An Ecology of Modeling Methods, Data, and Tools to Decipher Functional Delegation and Species Interactions within a Microbiome

Authors: 
Henry, C. S., Argonne National Laboratory
Weisenhorn, P., Argonne National Laboratory
van der Lelie, D., Gusto Global
Jeffryes, J. G., Argonne National Laboratory
Chivian, D. C., Joint BioEnergy Institute
Faria, J. P., Argonne National Laboratory
Edirisinghe, J. N., Argonne National Laboratory
Liu, F., Argonne National Laboratory
Seaver, S. M. D., Argonne National Laboratory
Dudley, H., University of Colorado Boulder
Zhang, Q., Argonne National Laboratory
Sadkhin, B., Argonne National Laboratory
Gupta, N., Argonne National Laboratory
Gu, T., Argonne National Laboratory
Taylor, R. C., Pacific Northwest National Laboratory
Song, H. S., Pacific Northwest National Laboratory
Bernstein, H. C., Pacific Northwest National Laboratory
Zucker, J., Pacific Northwest National Laboratory
Lindemann, S. R., Pacific Northwest National Laboratory
Gilbert, J., Argonne National Laboratory
Cottingham, R., Oak Ridge National Laboratory
Arkin, A., University of California, Berkeley
The term metagenome was first used in the literature 20 years ago, and in that time, we have witnessed a revolution in our capacity to gather data, model, and understand microbiome systems in natural and engineered environments.

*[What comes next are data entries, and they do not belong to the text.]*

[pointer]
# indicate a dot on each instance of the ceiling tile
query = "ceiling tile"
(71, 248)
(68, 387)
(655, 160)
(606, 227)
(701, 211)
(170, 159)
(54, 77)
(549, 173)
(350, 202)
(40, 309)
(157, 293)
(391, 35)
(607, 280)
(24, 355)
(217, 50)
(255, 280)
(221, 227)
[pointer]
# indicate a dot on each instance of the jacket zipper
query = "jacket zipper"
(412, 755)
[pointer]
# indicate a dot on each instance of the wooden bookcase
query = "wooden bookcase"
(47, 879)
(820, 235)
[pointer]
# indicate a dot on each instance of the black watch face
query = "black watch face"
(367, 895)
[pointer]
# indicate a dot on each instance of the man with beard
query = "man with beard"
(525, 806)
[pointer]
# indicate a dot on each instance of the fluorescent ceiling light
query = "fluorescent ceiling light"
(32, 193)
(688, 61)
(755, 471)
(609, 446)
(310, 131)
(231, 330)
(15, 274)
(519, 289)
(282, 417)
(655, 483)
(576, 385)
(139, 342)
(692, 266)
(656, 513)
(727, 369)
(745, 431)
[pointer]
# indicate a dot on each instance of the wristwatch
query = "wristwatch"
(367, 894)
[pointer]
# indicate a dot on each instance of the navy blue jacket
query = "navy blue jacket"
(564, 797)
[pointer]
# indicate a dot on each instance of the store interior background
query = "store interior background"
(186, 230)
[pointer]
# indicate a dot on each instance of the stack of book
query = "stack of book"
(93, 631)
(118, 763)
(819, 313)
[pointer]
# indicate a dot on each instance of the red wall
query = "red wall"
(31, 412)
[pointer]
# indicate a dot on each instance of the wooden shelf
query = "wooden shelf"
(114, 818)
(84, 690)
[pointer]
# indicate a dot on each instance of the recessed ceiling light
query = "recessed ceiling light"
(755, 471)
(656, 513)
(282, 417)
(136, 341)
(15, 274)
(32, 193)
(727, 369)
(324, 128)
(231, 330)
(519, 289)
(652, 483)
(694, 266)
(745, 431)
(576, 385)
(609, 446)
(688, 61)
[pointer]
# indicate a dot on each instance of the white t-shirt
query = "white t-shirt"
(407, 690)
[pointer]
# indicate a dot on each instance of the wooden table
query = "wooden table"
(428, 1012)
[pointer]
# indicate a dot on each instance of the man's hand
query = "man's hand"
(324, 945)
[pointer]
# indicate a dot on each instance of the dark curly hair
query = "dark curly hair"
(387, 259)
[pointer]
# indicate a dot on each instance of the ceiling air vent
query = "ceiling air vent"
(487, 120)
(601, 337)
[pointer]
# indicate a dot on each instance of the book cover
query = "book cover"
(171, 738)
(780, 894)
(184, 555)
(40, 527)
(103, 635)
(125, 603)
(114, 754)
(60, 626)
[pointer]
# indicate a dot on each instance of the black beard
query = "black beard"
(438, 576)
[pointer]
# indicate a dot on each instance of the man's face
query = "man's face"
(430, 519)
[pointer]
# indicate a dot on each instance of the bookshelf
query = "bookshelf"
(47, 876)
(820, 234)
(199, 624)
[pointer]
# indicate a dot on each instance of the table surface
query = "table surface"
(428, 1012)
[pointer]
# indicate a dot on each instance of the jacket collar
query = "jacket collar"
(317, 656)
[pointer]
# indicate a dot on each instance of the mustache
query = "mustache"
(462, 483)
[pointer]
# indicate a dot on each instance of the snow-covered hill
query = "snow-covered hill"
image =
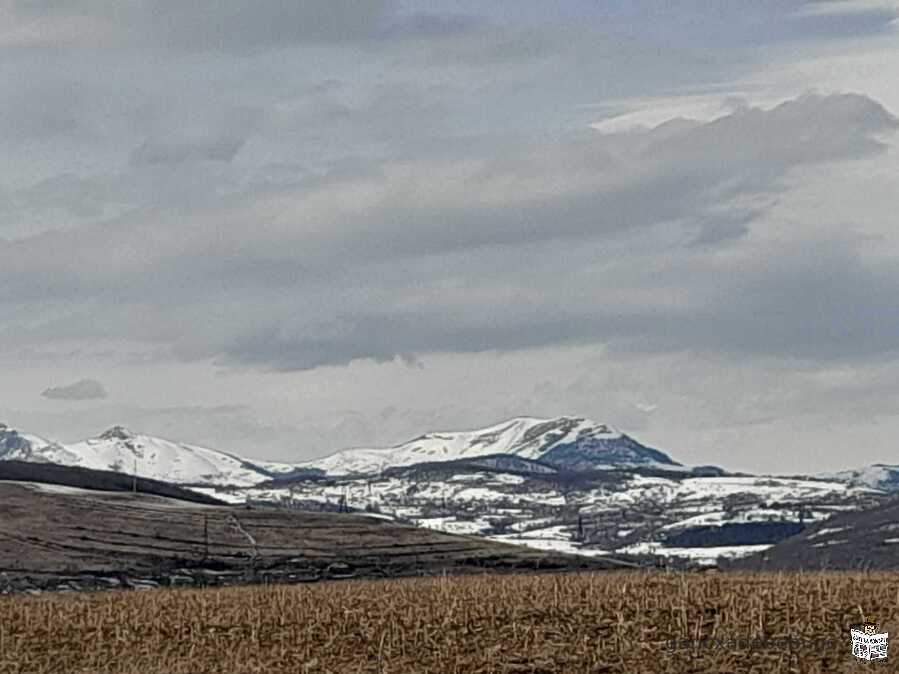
(668, 514)
(121, 450)
(570, 443)
(876, 476)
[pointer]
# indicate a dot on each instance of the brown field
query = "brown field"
(613, 622)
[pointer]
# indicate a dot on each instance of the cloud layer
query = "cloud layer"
(84, 389)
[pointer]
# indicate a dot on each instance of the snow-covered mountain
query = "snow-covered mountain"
(570, 443)
(120, 450)
(876, 476)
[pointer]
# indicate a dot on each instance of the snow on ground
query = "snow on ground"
(700, 555)
(827, 530)
(58, 488)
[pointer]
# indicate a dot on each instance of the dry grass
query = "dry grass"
(524, 623)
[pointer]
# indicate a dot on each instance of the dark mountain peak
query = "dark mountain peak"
(117, 433)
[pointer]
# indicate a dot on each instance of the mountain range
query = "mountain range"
(566, 484)
(565, 443)
(569, 443)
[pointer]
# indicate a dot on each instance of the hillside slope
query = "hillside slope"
(860, 540)
(62, 537)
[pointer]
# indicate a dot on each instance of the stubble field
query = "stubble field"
(566, 623)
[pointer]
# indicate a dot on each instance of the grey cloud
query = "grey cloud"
(163, 152)
(498, 247)
(84, 389)
(202, 25)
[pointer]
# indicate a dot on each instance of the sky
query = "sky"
(282, 229)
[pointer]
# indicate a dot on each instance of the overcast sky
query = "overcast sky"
(283, 228)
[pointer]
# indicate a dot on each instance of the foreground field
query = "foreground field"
(523, 623)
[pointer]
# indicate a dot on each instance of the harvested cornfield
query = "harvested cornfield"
(522, 623)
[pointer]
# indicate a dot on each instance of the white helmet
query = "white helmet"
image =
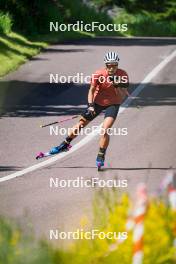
(111, 57)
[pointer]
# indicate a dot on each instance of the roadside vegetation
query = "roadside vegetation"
(110, 214)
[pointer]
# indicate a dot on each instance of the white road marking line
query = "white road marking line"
(88, 138)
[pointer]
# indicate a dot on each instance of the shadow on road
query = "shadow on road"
(25, 99)
(122, 41)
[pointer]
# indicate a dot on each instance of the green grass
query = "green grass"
(147, 25)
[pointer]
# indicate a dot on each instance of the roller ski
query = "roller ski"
(100, 159)
(64, 146)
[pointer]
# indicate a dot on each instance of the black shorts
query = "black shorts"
(110, 111)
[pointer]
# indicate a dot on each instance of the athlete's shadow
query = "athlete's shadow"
(114, 168)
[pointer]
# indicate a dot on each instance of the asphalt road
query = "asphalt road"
(27, 100)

Finally we have sufficient data available to support the validation and refinement of metabolic models for microbiome systems. Here, I describe an ecology of tools, pipelines, and data that we have developed to support the modeling and simulation of microbiome systems. One of the initial challenges in modeling a microbiome system is to obtain species genomes from metagenomic data. To aid with this challenge, the KBase team recently implemented a pipeline for metagenome assembly, binning, QC, and annotation comprised of available open-source tools (e.g. metaSPAdes, MaxBin2). Another challenge is to rapidly construct predictive genome-scale models from newly assembled and binned genomes. To address this challenge, we have developed publicly accessible tools to generate interoperable models for microbial, plant, and fungal genomes (with recent significant improvements to our microbial model reconstruction pipeline). Even with models, these community systems are typically under-determined, with species interactions difficult to identify from noise. For this, we developed tools to predict auxotrophy from genomic data, revealing exciting new insights into how microbiome systems evolve and build stable interconnections. We also developed tools and pipelines to support the mapping of models and microbiome systems in general to metabolomics data, applying network approaches to enable models to slice through noise. Finally, we recently developed a new approach that explores the balance of protein-resources that plays a significant role in the delegation of functions in microbiome systems. In my talk, I describe these tools and explore the results from their application to a variety of microbiome systems, including a photo-autotrophic microbial mat, an electrosynthetic microbiome, and a microbiome on a built surface.